Zugleich sei die Ostsee natürlicherweise stark geschichtet, sagt Dierking. Das heißt, dass zwischen dem durch Süßwassereinträge relativ wenig salzigen Wasser in flachen Tiefen und den aufgrund von einströmendem Nordseewasser salzhaltigen Wasserschichten kein Austausch stattfindet und somit Sauerstoff von der Oberfläche selbst bei starken Stürmen nicht die tiefen Bereiche erreicht. Der Temperaturanstieg der Ostsee führe zu einer zusätzlichen Verstärkung dieser Schichtung und zugleich zu einer tendenziell höheren Produktivität und schnelleren Veratmung durch Bakterien, sagt Dierking. Damit begünstige die Erwärmung die Sauerstoffprobleme also an mehreren Stellschrauben.
Versauerung schreitet schneller voran als in anderen Meeren
Ein weiteres Problem ist die zunehmende Versauerung der Ostsee, also ein Absinken des pH-Wertes. Der pH-Wert des Wassers in der Ostsee sei heute bereits so niedrig, wie es in tieferen Ozeanen erst im nächsten Jahrhundert erwartet würde, heißt es im Bericht des GEOMAR.

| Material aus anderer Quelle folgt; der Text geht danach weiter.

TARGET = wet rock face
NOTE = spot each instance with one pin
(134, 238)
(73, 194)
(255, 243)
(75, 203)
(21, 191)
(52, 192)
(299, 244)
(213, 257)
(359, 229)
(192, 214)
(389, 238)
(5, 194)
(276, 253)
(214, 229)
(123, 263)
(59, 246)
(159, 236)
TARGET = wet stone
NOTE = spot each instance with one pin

Als Ursache für die Versauerung der Weltmeere sehen Klimaforscher, dass das Meer einen großen Teil des in der Atmosphäre vorhandenen Kohlendioxids aufnimmt. Das saurere Wasser greift dann die kalkhaltigen Schalen von Meerestieren wie Muscheln, Krebsen an und bedroht die Korallenbestände.